D'après ce que nous savons, nous pouvons dire avec certitude ce que nous observerions avec des moyens suffisamment raffinés. Les ondes produites au même instant en A et qui parcourent le cercle dans des directions opposées ne reviendront pas au même instant en A.
Parmi les différentes façons de décrire ce résultat, il n'y en a que deux qui sont particulièrement simples.
a. Nous pouvons choisir un système de coordonnées I OX, OY (OZ coïncide avec l'axe de la terre) de sorte que dans ce système la vitesse de propagation des ondes soit la même pour les deux sens de rotation. On constate alors que la terre tourne avec le système de coordonnées.
b. Nous introduisons un système de coordonnées II fixe par rapport à la terre. Dans ce système, les vitesses de propagation c1 et c2 sont inégales pour les deux sens de rotation.

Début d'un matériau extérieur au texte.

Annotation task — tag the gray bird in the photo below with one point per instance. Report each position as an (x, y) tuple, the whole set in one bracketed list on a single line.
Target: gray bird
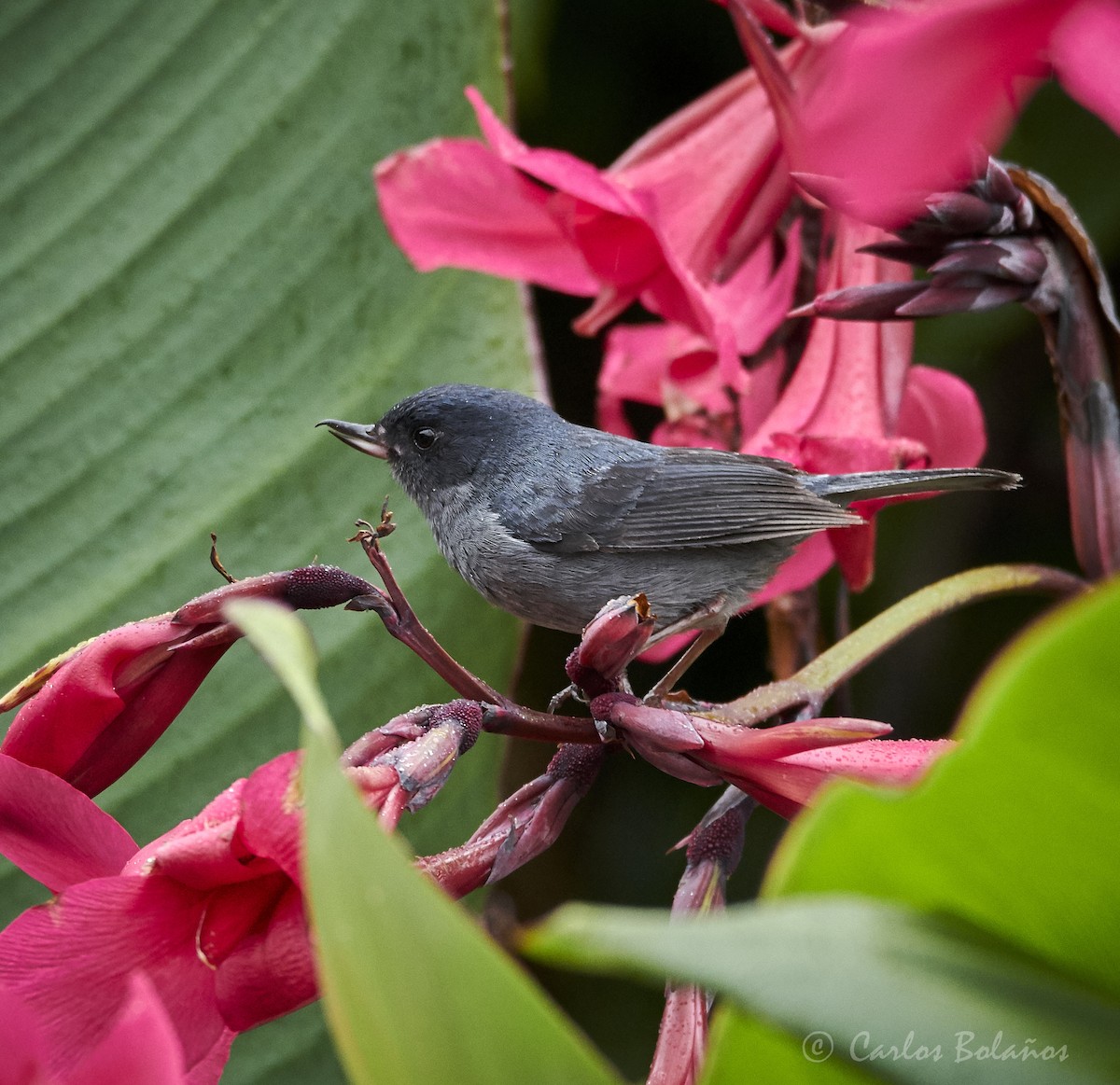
[(549, 520)]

Il va sans dire que la différence nécessaire des vitesses de propagation résulte de vos formules générales quand on passe de I à II, et dans la mesure où une équation de la forme C1 - c2 = a est valable aussi bien dans le système I que dans II et est également vrai dans de nombreux autres systèmes (chaque fois avec un a différent), on peut dire qu'elle exprime le résultat de l'expérience sous forme covariante. Mais cela ne doit pas nous empêcher de considérer l'équation c1 - c2 = 0 comme différente de c1 - c2 <> 0. Dans ce sens, nous conclurons que les phénomènes dans le câble ne se déroulent pas de la même manière en ce qui concerne les repères I et II.
Si l'on essaie de le rendre compréhensible d'une manière ou d'une autre ou de le visualiser, on ne peut guère se borner à ne parler que de la terre, du câble et de l'"espace" ou du "vide" contenu dans ce dernier ; on sera enclin à imaginer qu'il n'y a rien dans l'espace ou le vide en soi qui se comporte différemment par rapport aux systèmes I et II.

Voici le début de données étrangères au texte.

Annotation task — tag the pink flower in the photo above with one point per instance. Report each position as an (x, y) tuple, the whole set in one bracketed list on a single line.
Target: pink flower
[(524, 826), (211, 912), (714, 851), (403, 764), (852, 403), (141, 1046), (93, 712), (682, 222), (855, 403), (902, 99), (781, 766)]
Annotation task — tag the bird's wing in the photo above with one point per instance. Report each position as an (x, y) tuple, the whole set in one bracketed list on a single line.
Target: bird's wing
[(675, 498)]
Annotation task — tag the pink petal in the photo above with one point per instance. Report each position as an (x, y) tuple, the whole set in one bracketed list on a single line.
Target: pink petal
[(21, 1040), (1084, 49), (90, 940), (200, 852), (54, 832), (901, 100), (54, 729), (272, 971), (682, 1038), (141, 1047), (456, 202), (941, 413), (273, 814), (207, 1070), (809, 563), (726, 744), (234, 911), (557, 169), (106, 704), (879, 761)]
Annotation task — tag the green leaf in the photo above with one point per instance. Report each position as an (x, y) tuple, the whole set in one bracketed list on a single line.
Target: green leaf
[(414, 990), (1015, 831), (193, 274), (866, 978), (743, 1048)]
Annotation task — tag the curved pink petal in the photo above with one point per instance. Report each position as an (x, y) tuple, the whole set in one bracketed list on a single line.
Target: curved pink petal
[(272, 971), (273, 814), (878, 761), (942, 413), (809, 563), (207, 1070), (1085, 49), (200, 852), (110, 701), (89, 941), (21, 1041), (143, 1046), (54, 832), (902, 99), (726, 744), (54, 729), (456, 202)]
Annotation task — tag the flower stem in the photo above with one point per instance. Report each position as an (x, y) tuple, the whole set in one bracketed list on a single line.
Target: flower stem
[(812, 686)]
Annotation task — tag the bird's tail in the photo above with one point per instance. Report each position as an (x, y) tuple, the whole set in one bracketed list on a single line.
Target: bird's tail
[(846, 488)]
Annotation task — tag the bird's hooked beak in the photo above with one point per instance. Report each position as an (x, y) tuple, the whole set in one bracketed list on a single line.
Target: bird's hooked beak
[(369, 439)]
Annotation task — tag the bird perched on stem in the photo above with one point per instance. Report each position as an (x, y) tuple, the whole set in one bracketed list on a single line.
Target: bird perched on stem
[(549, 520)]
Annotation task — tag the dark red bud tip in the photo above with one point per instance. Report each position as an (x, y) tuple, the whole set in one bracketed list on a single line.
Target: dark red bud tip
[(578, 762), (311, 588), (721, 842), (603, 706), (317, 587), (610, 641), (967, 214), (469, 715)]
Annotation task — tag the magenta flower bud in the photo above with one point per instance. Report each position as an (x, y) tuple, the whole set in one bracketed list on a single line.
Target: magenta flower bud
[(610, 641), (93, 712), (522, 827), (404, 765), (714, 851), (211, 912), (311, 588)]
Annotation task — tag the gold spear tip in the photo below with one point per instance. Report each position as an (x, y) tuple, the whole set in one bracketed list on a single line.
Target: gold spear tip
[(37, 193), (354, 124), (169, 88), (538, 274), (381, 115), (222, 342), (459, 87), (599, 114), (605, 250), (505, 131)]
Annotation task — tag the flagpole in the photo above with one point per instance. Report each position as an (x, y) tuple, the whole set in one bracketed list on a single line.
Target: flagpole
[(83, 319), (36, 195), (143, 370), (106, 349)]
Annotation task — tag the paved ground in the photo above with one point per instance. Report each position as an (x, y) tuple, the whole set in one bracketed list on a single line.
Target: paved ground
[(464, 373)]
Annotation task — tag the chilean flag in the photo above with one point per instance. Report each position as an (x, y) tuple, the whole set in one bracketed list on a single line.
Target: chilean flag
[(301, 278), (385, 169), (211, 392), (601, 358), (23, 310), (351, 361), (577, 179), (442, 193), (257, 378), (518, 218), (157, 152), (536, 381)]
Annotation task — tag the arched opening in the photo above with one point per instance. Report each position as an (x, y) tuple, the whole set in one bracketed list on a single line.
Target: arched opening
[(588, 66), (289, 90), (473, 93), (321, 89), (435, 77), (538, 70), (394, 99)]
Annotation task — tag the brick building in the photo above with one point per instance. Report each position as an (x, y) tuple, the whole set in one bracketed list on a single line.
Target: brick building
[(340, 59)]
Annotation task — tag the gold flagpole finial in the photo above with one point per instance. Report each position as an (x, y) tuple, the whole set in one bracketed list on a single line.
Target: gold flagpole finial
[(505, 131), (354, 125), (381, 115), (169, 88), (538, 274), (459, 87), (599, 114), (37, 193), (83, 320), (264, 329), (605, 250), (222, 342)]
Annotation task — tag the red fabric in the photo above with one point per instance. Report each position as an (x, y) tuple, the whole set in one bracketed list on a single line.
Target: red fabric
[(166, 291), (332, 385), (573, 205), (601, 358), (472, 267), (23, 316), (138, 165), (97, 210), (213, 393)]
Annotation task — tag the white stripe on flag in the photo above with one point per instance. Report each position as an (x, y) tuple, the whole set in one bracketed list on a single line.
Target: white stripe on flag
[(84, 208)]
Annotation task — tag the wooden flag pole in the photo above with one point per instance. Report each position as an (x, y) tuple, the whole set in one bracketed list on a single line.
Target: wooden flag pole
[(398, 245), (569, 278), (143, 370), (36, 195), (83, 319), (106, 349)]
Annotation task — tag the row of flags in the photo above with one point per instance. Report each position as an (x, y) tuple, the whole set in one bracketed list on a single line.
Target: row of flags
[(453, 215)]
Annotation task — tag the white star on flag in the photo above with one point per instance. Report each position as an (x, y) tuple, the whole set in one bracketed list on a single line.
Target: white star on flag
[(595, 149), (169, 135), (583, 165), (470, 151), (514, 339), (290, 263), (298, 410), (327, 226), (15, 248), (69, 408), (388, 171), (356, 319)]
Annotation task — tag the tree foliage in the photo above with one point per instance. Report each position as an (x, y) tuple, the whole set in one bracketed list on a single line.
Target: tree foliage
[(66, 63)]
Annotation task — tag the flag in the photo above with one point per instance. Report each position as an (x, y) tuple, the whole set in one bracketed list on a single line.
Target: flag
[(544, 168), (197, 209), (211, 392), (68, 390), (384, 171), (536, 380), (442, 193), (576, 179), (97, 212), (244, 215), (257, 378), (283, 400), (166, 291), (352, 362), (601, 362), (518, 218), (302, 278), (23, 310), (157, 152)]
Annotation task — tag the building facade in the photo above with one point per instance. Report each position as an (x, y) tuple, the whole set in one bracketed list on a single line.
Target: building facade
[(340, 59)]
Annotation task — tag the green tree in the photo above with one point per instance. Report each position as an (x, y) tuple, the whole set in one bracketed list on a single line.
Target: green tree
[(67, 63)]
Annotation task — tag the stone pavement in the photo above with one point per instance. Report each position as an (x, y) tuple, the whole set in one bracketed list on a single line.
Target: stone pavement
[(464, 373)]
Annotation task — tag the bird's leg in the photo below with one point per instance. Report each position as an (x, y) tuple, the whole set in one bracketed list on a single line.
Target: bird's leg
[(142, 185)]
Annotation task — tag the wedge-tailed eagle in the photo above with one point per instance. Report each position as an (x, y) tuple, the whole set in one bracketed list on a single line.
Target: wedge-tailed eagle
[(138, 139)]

L'idée est certainement évidente[5] et aurait semblé très naturelle à tous les physiciens du passé, qu'il existe dans le câble un milieu quelconque (éther) dans lequel les ondes se propagent de telle sorte que la vitesse de propagation par rapport au milieu est toujours la même, mais que ce milieu est peut être au repos par rapport à un système d'axes et en mouvement par rapport à l'autre. Si nous adoptons ce point de vue, nous pouvons dire que l'expérience nous a montré le mouvement relatif de la terre par rapport à l'éther.

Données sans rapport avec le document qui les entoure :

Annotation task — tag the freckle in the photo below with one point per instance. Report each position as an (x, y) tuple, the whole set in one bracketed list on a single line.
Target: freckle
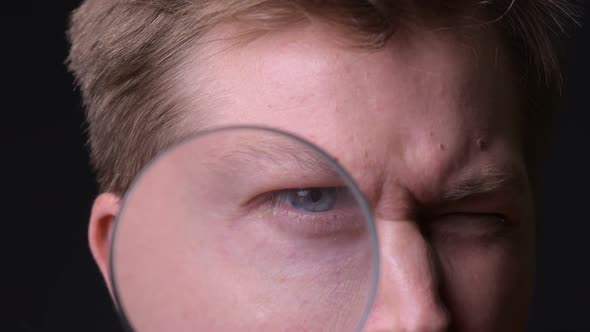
[(482, 144)]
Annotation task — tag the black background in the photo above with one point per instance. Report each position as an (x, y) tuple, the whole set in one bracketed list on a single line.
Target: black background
[(49, 281)]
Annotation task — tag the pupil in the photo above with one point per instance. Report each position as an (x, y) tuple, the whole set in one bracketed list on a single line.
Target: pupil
[(315, 195)]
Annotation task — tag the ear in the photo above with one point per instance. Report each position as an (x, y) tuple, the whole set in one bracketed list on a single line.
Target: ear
[(100, 231)]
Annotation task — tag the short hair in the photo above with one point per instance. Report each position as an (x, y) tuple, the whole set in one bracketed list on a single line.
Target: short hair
[(124, 54)]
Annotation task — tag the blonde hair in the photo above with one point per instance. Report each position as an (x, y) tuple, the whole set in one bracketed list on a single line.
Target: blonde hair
[(124, 53)]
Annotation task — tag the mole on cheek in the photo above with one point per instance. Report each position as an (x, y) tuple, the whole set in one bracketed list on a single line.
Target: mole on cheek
[(482, 144)]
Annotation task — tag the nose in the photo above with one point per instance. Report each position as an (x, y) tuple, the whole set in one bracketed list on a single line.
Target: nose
[(408, 297)]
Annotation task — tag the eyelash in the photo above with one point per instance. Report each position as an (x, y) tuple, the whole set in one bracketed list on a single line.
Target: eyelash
[(313, 224)]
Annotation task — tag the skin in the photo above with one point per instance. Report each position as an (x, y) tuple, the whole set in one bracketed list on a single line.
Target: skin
[(427, 126)]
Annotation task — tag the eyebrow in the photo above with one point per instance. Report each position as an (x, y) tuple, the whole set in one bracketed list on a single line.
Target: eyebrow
[(487, 180), (261, 154)]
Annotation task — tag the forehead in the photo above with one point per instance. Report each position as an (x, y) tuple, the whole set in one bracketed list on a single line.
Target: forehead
[(429, 102)]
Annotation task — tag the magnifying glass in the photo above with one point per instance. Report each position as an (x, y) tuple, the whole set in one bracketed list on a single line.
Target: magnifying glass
[(244, 229)]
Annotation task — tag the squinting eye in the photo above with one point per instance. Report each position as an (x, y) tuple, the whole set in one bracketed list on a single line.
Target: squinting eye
[(310, 199)]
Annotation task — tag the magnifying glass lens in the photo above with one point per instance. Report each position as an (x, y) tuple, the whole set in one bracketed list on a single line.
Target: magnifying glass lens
[(244, 229)]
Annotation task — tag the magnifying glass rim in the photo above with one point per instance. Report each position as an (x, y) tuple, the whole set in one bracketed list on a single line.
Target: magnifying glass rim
[(350, 183)]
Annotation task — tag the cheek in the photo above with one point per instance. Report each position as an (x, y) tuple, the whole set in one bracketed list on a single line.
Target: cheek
[(487, 286)]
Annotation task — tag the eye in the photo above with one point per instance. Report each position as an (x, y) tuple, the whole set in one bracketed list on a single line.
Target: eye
[(310, 199)]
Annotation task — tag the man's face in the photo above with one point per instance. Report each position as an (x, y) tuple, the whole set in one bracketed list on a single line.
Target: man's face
[(427, 126)]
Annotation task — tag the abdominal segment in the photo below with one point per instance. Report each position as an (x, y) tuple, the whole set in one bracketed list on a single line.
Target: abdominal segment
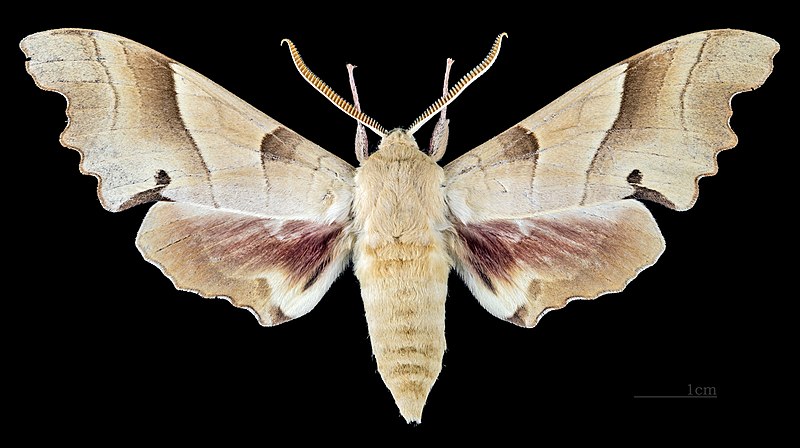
[(404, 288)]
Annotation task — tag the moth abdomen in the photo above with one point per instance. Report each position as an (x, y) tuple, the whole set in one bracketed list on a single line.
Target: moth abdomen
[(402, 263), (404, 305)]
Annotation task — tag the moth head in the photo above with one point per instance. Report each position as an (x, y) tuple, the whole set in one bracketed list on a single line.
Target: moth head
[(398, 137), (371, 123)]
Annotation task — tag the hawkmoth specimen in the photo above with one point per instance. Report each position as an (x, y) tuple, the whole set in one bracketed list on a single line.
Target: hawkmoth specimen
[(546, 212)]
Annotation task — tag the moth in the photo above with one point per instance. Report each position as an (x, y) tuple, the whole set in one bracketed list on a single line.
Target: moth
[(546, 212)]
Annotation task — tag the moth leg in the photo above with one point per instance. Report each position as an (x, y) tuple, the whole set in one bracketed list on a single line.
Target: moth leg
[(362, 144), (441, 131)]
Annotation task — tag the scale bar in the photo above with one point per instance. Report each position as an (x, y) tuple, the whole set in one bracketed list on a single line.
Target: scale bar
[(674, 396)]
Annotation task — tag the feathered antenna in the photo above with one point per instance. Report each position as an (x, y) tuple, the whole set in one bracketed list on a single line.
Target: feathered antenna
[(324, 89), (459, 87)]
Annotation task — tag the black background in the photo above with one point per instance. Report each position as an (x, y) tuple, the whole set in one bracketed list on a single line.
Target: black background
[(98, 338)]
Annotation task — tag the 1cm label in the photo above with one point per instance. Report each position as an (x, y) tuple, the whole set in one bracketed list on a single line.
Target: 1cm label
[(702, 391)]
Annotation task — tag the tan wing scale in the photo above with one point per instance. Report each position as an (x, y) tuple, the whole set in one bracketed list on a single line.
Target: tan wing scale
[(647, 128), (151, 129)]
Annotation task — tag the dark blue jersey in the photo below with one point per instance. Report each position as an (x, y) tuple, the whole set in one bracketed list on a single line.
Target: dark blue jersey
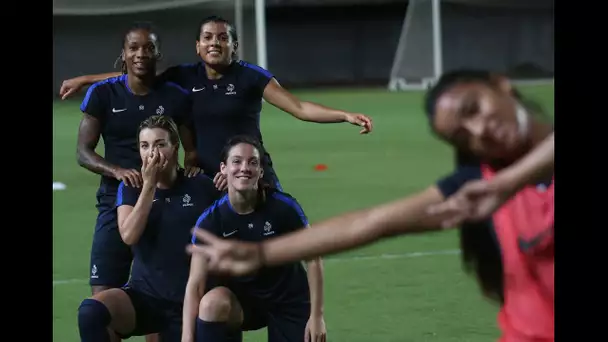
[(120, 113), (160, 263), (279, 214), (222, 108)]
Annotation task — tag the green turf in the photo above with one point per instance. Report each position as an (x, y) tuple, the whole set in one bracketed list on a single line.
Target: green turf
[(425, 298)]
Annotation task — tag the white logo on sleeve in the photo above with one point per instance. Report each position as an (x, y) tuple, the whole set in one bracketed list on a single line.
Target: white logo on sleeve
[(230, 89)]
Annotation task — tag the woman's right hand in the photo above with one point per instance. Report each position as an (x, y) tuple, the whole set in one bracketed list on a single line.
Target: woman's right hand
[(152, 165), (71, 86)]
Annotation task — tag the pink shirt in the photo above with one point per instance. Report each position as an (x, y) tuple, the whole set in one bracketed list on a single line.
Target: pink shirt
[(524, 227)]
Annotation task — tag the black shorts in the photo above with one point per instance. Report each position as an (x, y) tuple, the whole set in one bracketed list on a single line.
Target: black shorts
[(285, 323), (110, 257), (155, 315)]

Si nous avons ainsi reconnu la possibilité de constater une rotation relative, nous ne devons pas nier a priori la possibilité d'obtenir aussi des indications sur une translation relative, i.e nous ne devons pas présenter le principe de la théorie de la relativité comme un postulat. Au contraire, nous devons (et ce fut aussi le cours réel du développement) chercher la réponse à la question dans les observations. Après que celles-ci nous aient appris que l’influence de la translation ne peut pas être trouvée, nous pouvons, en généralisant (et dans une assez large mesure) énoncer ce théorème comme une hypothèse de base, tout en admettant la possibilité (aussi improbable que nous puissions le penser) que les observations futures nous forceront à abandonner l'hypothèse.
Nous pouvons encore habiller ces considérations d'autres manières. Nous pouvons en effet créer des ondes stationnaires dans le câble fermé et observer la position des nœuds à chaque instant. Il s'avérera alors que ceux-ci tournent en rond par rapport à la terre. Cependant, on pourrait se limiter à constater le mouvement relatif des nœuds par rapport à la terre (ou inversement). Mais si l'on considère que la même rotation se produit avec des ondes stationnaires de longueurs différentes et d'intensités différentes, alors il est évident (disons comme un résumé imagé de ce qui est commun à tous ces phénomènes) de penser à un éther dans lequel les ondes stationnaires ont leur siège.
Mach aussi, à l'avis duquel vous vous êtes rallié[6], en discutant d'expériences similaires, a ressenti le besoin de supposer quelque chose en dehors de la terre qui déterminerait les phénomènes. Dans sa pensée on chercherait un moment déterminant dans une influence des "corps lointains de l'univers", disons les étoiles fixes. On dirait que ce sont les étoiles fixes qui provoquent le mouvement circulaire (ou le repos) des nœuds dans le câble annulaire. Bien que cette conception me paraisse beaucoup moins évidente que l'hypothèse d'un éther, je pourrais néanmoins l’admettre si, par rapport à cette hypothèse, elle offrait quelque avantage. Mais je n’en vois pas. En effet, si nous devons admettre que la rotation de la terre par rapport aux étoiles fixes a une influence observable sur les phénomènes électromagnétiques, nous ne devons pas exclure a priori la possibilité d'une influence similaire d'une translation de la terre ou du système solaire par rapport à aux étoiles fixes. Nous en sommes donc exactement au même point qu’avec l'hypothèse de l'éther et nous devons rechercher expérimentalement s’il existe éventuellement un effet de translation. Ici non plus, il ne devrait pas être question d'un postulat de relativité.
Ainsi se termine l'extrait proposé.